Allá, en mi juventud, no ingresé al área de letras del sistema francés. El porqué ya no tiene importancia. En su lugar lidié con la mecánica y las matemáticas, perdida entre tornos y fresadoras, pero eso sí, todo en francés. Fue un absurdo, porque tampoco terminé estudiando ingeniería. Cuando tuve que elegir universidad, me resigné a la neutralidad de la administración. Sin embargo, en esa carrera, existía un área de gastronomía. En verdad disfrutaba la parte práctica, porque siempre me ha gustado cocinar; pero la parte teórica resultó un infierno, aunque sólo al principio.

Abandoné a los autores franceses, abandoné el francés. Dediqué horas aciagas a tratar de memorizar un tomo de gastronomía, requisito de la carrera, lleno de definiciones de sistemas de cocción, cortes, sopas, guarniciones, salsas, etc. Mi estúpida dislexia y yo estuvimos a punto de claudicar cuando reconocimos una palabra del pasado, en una receta de salsa: husarda. De súbito pude escuchar el caballo de Ángelo alejándose y al jinete invisible y apocalíptico, que sembraba los rostros azules por doquier, acercándose.
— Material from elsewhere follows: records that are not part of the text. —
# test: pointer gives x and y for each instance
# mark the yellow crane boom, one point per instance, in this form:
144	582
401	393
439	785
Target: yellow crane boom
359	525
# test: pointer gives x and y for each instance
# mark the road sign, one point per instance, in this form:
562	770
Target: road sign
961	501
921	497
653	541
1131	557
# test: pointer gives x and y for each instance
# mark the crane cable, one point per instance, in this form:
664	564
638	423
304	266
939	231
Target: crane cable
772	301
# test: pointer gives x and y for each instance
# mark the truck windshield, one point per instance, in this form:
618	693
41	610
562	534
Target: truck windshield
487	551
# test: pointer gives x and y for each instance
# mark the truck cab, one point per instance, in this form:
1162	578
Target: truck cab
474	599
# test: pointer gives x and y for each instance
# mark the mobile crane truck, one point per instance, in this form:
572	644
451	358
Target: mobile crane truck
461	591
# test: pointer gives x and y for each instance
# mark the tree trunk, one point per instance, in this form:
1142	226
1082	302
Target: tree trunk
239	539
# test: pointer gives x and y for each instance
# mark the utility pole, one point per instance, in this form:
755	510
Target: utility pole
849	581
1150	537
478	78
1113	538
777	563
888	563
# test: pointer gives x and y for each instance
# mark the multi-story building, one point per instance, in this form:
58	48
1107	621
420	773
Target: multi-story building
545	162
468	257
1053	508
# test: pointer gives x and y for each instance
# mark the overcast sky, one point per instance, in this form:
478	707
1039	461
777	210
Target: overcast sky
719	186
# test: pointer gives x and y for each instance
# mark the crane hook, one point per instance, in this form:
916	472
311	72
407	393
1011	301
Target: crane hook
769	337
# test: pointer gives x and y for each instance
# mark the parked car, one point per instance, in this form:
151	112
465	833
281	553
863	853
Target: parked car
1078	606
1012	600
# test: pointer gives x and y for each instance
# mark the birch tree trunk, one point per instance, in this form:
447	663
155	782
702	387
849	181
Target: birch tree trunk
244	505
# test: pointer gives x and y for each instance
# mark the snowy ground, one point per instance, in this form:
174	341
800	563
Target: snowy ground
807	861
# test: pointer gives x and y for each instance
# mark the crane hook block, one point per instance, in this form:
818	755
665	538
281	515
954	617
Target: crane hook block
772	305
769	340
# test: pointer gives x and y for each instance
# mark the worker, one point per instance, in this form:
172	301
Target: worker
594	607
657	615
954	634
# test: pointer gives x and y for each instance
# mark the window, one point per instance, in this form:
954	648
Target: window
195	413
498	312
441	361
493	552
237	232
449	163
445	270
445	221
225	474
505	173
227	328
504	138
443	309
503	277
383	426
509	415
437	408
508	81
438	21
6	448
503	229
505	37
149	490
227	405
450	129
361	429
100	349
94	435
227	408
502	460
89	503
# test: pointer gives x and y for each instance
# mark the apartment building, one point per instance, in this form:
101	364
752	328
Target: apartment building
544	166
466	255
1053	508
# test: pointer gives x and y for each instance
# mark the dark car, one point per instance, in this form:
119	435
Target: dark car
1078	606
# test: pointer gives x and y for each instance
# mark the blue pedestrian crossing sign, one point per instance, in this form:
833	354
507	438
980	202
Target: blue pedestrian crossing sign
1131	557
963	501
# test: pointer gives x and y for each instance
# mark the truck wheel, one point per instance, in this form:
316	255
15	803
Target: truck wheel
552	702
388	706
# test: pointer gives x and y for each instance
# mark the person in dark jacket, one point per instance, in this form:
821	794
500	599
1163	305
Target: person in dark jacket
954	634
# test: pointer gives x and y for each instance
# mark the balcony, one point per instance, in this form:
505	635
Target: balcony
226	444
En ese momento pensé que había cambiado los simbolismos complejos de Giono por unas estúpidas chalotas que daba igual si iban fritas o no. E imaginaba que, de estar en los folios de aquella novela, ya estaría espumando, corrompida, elegida por mi apatía, por mi falta de caracter al haber traicionado lo que mi adolescencia dictaba era mi verdadera vocación.

“No se trataba de un sueño divertido, sino de un misterio muy amargo del que no se podía salir. No era cosa de tratar de pasarle la mano por la cara; lo único que cabía hacer era seguirle el juego, sin perjuicio de obrar con malicia más tarde, cuando ese nuevo mundo hubiera despertado nuevos instintos. Cuando se esfuman los límites entre lo real y lo irreal y se puede pasar libremente de lo uno a lo otro, el primer sentimiento que se experimenta, al contrario de lo que se suele creer, es el de que la prisión se ha empequeñecido”.
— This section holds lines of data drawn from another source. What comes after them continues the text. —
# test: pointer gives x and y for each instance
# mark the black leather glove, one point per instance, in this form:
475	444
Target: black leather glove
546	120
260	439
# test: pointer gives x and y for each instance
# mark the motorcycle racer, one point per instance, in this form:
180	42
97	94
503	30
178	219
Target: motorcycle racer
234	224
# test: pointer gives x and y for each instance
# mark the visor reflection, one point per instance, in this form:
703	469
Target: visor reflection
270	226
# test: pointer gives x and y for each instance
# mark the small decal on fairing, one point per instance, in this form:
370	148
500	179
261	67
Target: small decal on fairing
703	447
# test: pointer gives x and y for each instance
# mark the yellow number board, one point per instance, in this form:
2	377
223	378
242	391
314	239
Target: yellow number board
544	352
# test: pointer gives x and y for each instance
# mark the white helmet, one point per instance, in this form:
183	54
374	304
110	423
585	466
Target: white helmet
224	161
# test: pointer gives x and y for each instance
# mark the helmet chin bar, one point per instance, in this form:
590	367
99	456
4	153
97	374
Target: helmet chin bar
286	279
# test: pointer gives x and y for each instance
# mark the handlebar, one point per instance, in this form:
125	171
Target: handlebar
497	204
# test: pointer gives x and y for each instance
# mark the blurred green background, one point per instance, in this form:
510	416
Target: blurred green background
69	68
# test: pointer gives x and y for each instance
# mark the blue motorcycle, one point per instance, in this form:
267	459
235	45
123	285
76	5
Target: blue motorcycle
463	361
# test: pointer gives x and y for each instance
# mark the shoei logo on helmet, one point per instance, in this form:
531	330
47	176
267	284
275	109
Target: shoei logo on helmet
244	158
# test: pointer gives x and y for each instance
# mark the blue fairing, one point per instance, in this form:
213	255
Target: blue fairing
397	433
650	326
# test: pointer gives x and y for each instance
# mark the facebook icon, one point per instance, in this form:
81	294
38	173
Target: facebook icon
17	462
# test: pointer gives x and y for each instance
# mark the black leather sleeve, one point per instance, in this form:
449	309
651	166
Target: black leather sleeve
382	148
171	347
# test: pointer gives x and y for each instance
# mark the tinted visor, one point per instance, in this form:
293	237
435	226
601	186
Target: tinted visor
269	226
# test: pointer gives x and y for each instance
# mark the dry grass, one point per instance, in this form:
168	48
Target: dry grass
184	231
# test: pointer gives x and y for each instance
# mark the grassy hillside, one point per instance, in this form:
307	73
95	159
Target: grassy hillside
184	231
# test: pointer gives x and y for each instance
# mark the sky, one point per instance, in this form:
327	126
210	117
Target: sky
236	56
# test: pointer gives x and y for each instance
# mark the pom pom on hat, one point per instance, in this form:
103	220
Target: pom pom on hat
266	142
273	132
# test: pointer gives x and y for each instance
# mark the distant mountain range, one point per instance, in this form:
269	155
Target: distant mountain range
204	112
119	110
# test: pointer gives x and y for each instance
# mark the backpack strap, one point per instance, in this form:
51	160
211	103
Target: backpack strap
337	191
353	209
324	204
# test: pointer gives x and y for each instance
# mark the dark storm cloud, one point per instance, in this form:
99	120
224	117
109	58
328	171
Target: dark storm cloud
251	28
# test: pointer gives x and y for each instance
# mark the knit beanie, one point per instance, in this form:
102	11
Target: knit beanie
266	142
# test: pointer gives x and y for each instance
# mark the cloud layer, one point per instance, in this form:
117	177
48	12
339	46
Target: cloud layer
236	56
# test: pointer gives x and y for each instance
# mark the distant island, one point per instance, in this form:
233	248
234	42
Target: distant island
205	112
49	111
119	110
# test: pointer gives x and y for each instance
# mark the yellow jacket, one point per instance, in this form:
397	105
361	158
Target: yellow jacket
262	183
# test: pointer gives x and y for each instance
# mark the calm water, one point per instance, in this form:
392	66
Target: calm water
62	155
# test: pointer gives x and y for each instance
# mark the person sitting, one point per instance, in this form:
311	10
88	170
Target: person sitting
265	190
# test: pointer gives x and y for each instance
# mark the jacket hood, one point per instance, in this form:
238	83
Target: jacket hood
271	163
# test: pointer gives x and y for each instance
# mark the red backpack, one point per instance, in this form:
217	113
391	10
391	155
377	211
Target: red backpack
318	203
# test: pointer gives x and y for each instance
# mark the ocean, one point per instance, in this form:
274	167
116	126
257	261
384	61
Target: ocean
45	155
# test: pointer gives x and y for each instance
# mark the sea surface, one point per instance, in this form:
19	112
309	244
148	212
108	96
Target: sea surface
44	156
Y tampoco terminé mi carrera de administración. Me decidí por la maternidad. Sin embargo, con francés o no, con fresadoras o sin ellas o sumergida en los sistemas de cocción, nunca dejé de leer ni de escribir ni de cocinar.

Desde hace años, ya no creo en las palabras vocación o pasión, sólo en la palabra cotidianidad. Confieso que jamás he hecho la salsa husarda, pero sé elaborar la bearnesa y la mornay. Aunque por mucho preferiría robarme la receta de la salsa de habanero que aromatiza el puesto de tacos de la esquina. Tampoco me importa si alguien no ha leído a Giono. Cada quién su cámara de maravillas.
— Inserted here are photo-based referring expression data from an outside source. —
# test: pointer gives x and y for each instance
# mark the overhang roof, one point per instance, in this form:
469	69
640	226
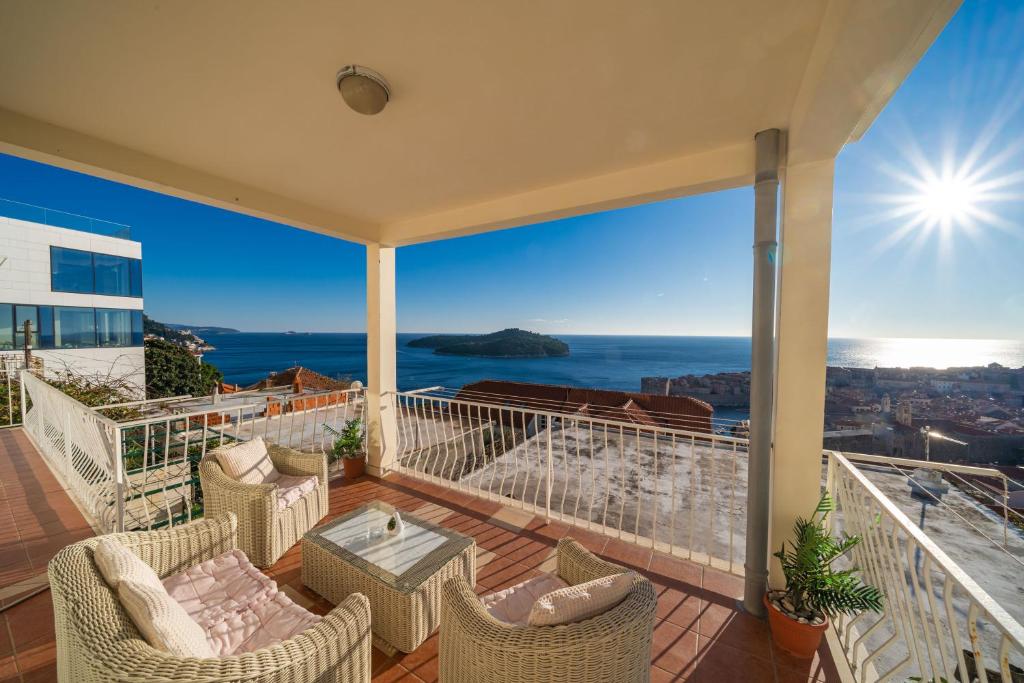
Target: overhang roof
503	113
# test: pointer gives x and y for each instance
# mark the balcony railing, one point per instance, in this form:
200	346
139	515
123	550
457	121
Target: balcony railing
938	624
38	214
678	491
142	473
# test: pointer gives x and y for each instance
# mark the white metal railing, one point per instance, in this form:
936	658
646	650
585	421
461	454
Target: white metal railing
38	214
142	473
80	445
938	623
11	366
984	485
678	491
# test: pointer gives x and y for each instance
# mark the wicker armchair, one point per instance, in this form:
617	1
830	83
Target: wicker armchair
96	641
266	531
613	646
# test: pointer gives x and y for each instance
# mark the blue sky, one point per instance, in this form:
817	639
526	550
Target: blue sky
685	268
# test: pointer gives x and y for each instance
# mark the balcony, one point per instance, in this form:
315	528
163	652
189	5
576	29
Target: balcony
699	633
653	496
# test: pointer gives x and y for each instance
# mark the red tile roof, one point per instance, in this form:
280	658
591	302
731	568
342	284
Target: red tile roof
301	379
641	409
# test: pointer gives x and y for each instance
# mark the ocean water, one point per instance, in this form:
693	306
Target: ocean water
600	361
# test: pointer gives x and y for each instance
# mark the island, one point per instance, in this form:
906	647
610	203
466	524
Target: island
511	343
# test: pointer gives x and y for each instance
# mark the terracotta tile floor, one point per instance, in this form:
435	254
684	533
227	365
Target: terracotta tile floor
699	635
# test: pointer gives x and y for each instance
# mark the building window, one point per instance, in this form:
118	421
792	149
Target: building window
137	336
74	328
113	328
23	314
46	327
136	276
112	274
71	270
6	327
86	272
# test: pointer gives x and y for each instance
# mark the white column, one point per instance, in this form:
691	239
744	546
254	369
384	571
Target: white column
381	371
802	339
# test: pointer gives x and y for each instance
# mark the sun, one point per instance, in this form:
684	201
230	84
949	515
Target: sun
947	202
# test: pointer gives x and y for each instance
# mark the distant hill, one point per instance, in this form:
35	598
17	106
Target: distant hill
511	343
168	332
204	329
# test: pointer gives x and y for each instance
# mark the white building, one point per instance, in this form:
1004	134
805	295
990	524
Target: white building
81	288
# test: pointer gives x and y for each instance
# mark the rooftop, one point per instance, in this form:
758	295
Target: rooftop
74	221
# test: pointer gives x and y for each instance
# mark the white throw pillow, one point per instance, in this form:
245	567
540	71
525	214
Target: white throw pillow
248	462
164	624
583	601
117	563
514	604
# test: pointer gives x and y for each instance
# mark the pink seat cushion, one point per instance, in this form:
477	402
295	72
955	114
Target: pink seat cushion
291	488
239	607
513	604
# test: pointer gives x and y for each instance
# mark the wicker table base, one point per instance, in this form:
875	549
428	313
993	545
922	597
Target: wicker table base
402	620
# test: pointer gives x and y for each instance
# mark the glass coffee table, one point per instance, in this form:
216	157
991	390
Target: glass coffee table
400	574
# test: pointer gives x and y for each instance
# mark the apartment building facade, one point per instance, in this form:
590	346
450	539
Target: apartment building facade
79	283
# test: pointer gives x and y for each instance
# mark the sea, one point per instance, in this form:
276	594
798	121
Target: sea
598	361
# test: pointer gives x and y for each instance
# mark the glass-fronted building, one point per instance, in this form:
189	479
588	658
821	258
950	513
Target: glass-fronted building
80	293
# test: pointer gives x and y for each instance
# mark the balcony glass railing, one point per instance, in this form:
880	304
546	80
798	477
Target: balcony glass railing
74	221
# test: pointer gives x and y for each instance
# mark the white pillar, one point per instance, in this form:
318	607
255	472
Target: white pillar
802	340
381	372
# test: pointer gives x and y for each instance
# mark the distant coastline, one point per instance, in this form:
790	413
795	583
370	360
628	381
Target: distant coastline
510	343
600	361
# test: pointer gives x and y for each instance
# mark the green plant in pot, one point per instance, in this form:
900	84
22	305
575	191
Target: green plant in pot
347	446
815	590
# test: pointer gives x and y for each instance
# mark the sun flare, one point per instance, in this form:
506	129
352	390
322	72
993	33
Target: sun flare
948	201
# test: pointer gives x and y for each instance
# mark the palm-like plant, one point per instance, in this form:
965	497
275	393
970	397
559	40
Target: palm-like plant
348	441
813	587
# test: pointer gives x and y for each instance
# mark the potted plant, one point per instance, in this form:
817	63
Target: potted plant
347	446
814	590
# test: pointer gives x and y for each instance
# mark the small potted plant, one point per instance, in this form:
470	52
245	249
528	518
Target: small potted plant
814	590
394	524
347	446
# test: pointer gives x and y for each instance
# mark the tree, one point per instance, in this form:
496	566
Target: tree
172	371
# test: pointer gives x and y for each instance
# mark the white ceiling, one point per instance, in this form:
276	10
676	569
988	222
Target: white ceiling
495	103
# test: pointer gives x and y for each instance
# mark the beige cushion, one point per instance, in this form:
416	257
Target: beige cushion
164	624
118	563
248	462
583	601
513	604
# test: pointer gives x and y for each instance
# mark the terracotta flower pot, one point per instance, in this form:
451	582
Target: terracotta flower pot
353	467
798	639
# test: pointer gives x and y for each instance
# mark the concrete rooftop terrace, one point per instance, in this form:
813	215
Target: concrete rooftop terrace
699	634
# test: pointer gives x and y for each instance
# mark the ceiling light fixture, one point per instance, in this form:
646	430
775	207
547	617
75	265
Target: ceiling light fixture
364	89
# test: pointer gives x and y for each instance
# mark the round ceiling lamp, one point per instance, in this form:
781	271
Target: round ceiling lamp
364	89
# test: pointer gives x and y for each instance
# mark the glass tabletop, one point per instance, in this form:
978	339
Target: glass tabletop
402	560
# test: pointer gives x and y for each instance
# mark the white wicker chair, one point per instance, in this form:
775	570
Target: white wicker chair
266	531
475	647
96	640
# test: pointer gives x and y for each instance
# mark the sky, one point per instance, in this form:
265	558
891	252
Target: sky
928	236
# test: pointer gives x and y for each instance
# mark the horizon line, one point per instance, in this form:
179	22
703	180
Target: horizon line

A la distancia, pienso que lo único válido son los caminos que he construido para huir del desasosiego. Unos recorren lo que he escrito, otros lo que he leído; los hay con imágenes de mis hijos, los hay con hornillas donde guiso y horneo. Sé que el jinete invisible y apocalíptico me ha ganado la carrera desde el día en que nací. Ahora me veo como el húsar de un mundo paralelo, correteando por los tejados de una ciudad en desgracia, llena de muertos, violencia, fanatismo e ignorancia. Corro por los tejados porque ahí el cielo parece más azul, o porque ahí el sol me enceguece, me guarda y me provee de lo único que da sentido a los días: la imaginación. Ése es mi memento mori, todo lo demás es vanidad.

“Y los perros; naturalmente, están los perros de los que han muerto, que vagan por todas partes, comen cadáveres y, en vez de diñarla, engordan y se vuelven arrogantes. No tienen ya ganas de ser perros e incluso cambian de fisonomía. ¡Lo que hay que ver! A algunos les ha crecido bigote, lo cual parece ridículo”.